Thank you to all the women in my life

For International Women’s Day, I don’t want to spend time honoring famous women. There are other writers and researchers more skilled than I who know the details of these women’s lives and can-and will-relay them. It’s not that these famous women are not important or don’t deserve their day to be remembered, but for my own celebration I want to do something closer to home.

I may never be able to properly thank all the women who made a difference in my life if I don’t take the time to honor them alongside the pioneers in feminism. It would be a disservice to what they have taught me if I disregard them in order to spew out facts about Adrienne Rich or Judith Butler.

This is not just an ode to the women who are closest to me, but a sweeping thank you to really every woman I have met. If I have passed you on the street and exchanged polite hellos, if I went to school with you, whether I liked you or not, thank you.

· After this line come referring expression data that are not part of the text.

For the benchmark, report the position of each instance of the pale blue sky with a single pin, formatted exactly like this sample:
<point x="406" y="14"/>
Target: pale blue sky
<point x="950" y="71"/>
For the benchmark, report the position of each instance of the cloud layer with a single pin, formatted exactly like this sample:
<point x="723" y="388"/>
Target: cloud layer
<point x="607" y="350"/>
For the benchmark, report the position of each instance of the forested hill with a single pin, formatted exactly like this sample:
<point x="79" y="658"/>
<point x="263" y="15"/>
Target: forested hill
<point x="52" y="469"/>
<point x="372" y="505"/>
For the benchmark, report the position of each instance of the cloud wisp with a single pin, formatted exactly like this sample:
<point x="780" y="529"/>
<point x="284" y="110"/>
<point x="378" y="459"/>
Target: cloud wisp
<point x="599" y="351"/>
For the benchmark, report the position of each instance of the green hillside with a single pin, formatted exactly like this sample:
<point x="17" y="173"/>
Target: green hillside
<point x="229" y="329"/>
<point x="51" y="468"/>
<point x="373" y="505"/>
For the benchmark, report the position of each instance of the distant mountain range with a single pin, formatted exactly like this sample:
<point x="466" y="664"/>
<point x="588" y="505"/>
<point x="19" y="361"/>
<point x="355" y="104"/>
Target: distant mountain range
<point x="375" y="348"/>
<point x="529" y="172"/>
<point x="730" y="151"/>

If I have learned anything from being a feminist and looking at the women I have interacted with, it is that there is no right way to be a woman. There is no one image that can be the face of feminism, and there is no one woman to celebrate.

I honor the women who know that International Women’s Day will pass. When it is gone, sexism will still exist. These women I have met, live with, or love will wake up on March 9th and know they will still be denied equal pay, still live in rape culture, and still live in a world where they are taught to hate their bodies and teach their daughters to do the same.

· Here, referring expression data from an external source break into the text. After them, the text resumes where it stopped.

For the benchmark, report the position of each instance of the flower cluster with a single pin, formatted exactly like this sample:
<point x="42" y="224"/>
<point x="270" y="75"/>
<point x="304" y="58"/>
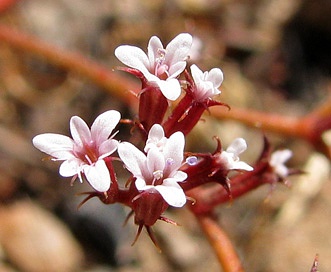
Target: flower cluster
<point x="162" y="173"/>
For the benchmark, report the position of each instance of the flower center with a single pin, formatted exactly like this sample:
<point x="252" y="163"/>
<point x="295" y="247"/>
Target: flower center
<point x="161" y="69"/>
<point x="88" y="153"/>
<point x="158" y="175"/>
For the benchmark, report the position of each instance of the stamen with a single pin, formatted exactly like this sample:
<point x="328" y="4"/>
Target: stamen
<point x="88" y="159"/>
<point x="192" y="160"/>
<point x="158" y="174"/>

I honor the women who are proud to be women anyway. The women who will wake up on March 9th and fight for gender equality because they know there is a long way ahead of us.

Rape Culture

If you haven’t heard the term before, let it shock you. I was shocked. I still am shocked. But we live in rape culture. Because as women we are constantly fearing rape or being told to fear rape or strange men we live in a society where rape is condoned. It is the woman’s fault: she was drunk. she was dressed like a slut. she was asking for it. the man couldn’t help himself.

I am always ashamed to admit it, but being raped is my biggest fear. Rape is not something I can dismiss as an implausible fear. I know it is all too real. Rape is accepted as a natural occurrence and for this reason since I learned about sex I have not been able to walk somewhere alone without fearing rape.

This is not okay.

If I am up on a soapbox for a moment I apologize, but women should not need to live in fear or even told to live in fear because it is just another form of subjugation.

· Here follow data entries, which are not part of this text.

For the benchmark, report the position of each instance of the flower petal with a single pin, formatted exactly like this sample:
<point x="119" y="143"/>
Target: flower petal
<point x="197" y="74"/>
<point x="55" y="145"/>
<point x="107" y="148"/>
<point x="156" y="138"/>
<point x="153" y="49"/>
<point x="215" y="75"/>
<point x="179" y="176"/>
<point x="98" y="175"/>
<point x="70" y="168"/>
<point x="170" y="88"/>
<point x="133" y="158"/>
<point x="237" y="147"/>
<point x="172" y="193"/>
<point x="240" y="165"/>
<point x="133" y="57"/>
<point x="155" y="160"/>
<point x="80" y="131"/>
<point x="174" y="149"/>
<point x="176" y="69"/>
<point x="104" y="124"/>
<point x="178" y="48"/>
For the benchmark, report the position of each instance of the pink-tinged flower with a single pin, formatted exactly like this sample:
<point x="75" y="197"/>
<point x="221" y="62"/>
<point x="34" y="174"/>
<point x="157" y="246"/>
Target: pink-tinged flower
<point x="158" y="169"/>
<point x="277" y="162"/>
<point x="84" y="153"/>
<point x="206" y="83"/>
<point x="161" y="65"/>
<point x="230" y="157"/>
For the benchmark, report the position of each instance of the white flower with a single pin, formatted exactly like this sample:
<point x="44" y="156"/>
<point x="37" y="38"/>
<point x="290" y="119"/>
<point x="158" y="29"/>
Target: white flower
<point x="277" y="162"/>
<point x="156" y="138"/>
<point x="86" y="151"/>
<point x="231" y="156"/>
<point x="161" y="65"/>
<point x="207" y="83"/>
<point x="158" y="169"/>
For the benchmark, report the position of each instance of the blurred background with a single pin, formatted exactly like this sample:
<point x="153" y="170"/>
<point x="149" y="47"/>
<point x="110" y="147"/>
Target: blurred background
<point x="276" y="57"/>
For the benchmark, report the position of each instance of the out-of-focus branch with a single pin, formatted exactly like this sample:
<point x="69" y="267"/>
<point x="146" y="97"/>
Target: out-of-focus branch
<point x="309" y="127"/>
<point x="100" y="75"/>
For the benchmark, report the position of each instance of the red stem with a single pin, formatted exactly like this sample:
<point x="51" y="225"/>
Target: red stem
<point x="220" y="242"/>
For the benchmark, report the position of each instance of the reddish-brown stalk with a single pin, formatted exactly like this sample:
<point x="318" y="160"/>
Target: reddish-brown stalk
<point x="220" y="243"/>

I was walking to the food store talking on the phone to my mother and when I told her I what I was doing the first thing she asked was if I was alone. I said yes and that I would hopefully be back before dark. My mother told me that if it gets dark I should not walk back but call one of my friends on campus to give me a ride. I wouldn’t do this. I would rather walk back in the dark, but I would be afraid.

I hate this fear.

I do not want to fear doing every day errands just because rape is an accepted norm that cannot be stopped. I do not want to live in fear.

Please, even if you never experience what I’m saying, have empathy. Use that empathy to educate people about rape and proper sex education. Use that empathy to stop slut shaming, volunteer at a rape crisis center, participate in slut walks and be part of the movement for equality. You deserve to walk down the street without being afraid. And remember, rapists are always the cause of rape.